Bupati Agam diwakili Staf Ahli Bidang Sumber Daya Manusia (SDM), Taslim, S.Pd., M.Pd., dalam rapat yang digelar di Ruang Rapat Sekretaris Daerah Kabupaten Agam, Lubuk Basung.
Rakor yang dipimpin Kementerian Dalam Negeri itu tidak hanya membahas pengendalian inflasi di daerah, tetapi juga sejumlah agenda strategis nasional.
Sejumlah materi yang dibahas meliputi perkembangan kenaikan harga ikan segar sebagai salah satu komoditas penyumbang inflasi, progres pendataan Sensus Ekonomi 2026, rilis Data Terpadu Sosial Nasional (DTSN) Versi 3 Tahun 2026, serta evaluasi dukungan pemerintah daerah terhadap Program 3 Juta Rumah.
Dalam forum itu, pemerintah daerah diminta memperkuat kerja sama lintas sektor untuk menjaga harga kebutuhan pokok tetap stabil. Langkah antisipatif terhadap kenaikan harga komoditas pangan juga ditekankan karena berpotensi memengaruhi inflasi daerah.
Pemerintah kabupaten dan kota juga didorong mendukung kelancaran Sensus Ekonomi 2026 melalui koordinasi dengan instansi terkait agar data yang dihasilkan akurat dan dapat menjadi dasar penyusunan kebijakan pembangunan.

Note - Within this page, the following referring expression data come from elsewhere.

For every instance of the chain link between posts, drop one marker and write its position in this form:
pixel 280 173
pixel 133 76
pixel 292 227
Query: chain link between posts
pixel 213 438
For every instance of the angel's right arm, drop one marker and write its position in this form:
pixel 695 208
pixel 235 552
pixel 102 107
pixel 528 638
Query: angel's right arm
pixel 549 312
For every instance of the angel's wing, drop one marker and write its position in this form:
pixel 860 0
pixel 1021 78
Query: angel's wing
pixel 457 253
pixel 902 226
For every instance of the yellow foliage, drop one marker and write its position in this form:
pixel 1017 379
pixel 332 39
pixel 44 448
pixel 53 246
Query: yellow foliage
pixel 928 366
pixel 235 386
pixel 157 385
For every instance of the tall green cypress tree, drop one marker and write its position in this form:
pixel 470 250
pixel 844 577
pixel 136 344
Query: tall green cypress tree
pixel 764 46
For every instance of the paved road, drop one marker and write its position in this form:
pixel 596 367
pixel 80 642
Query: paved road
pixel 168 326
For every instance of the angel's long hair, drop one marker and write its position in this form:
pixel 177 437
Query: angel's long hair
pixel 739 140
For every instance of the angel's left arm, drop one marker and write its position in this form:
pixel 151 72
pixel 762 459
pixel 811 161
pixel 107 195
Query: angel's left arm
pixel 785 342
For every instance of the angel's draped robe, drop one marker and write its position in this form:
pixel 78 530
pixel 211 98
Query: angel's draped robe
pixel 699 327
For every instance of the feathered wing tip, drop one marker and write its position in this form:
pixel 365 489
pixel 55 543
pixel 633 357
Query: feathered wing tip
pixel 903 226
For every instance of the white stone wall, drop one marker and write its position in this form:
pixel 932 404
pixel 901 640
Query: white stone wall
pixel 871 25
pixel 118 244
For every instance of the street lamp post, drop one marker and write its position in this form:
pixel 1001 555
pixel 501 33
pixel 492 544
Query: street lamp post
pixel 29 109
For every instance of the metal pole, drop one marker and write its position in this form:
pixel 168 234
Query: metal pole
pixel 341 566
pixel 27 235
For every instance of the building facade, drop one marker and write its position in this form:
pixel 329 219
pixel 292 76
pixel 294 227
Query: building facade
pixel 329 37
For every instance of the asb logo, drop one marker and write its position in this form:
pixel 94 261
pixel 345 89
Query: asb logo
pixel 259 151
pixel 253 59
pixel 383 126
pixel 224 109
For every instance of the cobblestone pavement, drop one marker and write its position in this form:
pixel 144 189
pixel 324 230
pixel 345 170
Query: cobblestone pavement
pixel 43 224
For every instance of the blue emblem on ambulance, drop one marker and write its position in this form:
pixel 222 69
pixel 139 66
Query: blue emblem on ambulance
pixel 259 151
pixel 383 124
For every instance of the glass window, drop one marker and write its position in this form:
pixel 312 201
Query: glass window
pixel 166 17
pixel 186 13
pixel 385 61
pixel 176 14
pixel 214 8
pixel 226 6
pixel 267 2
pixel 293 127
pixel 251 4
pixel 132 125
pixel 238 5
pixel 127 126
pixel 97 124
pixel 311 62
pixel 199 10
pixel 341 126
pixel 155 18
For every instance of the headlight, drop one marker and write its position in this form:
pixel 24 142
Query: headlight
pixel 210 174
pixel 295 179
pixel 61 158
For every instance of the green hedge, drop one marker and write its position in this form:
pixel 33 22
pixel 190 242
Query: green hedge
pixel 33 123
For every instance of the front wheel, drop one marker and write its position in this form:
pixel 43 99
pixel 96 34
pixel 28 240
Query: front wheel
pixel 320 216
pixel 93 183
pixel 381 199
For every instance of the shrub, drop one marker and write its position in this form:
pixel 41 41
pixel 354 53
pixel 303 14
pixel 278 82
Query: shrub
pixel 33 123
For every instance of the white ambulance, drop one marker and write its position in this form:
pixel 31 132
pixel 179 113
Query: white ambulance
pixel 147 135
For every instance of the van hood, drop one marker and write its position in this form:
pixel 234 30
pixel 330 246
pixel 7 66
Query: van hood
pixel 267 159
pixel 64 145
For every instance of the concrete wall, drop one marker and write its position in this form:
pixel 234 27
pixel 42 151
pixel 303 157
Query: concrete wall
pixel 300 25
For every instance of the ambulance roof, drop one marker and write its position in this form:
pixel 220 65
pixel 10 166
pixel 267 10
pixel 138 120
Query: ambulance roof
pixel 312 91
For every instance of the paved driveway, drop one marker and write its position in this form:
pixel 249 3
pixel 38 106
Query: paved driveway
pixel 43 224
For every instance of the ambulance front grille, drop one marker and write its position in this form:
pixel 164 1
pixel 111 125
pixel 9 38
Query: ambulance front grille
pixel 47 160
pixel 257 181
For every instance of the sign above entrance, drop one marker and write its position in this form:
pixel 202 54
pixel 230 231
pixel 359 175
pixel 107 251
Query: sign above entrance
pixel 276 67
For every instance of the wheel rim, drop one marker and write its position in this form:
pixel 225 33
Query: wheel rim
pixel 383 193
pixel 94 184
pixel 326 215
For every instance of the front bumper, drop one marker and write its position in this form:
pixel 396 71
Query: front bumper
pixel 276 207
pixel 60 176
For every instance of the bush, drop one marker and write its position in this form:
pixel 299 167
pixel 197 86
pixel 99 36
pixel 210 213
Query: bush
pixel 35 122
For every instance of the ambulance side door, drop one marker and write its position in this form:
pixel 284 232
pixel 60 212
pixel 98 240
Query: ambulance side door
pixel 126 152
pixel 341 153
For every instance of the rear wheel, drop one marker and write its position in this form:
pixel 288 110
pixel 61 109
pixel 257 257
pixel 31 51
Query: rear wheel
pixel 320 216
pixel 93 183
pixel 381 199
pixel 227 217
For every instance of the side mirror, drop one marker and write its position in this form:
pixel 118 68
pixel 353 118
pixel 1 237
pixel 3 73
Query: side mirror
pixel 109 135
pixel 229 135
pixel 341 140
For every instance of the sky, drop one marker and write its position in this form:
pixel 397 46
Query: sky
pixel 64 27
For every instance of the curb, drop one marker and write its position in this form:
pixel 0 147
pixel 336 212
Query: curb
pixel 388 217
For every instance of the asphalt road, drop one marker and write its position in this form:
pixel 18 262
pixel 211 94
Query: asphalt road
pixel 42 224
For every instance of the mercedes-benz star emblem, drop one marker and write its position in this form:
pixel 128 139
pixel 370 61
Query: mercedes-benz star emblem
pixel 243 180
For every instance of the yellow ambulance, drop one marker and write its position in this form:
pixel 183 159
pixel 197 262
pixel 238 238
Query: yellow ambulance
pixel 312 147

Di saat yang sama, pemerintah pusat menyampaikan pembaruan Data Terpadu Sosial Nasional (DTSN) Versi 3 Tahun 2026. Pemutakhiran data ini bertujuan meningkatkan ketepatan sasaran berbagai program perlindungan sosial.
Evaluasi atas dukungan pemerintah daerah terhadap Program 3 Juta Rumah juga menekankan percepatan penyediaan hunian layak bagi masyarakat. Upaya itu diharapkan berjalan melalui kolaborasi antara pemerintah pusat, pemerintah daerah, dan para pemangku kepentingan.
Pemerintah Kabupaten Agam menyatakan siap terus mendukung program prioritas nasional tersebut sambil memperkuat pengendalian inflasi untuk menjaga stabilitas ekonomi dan daya beli masyarakat di daerah.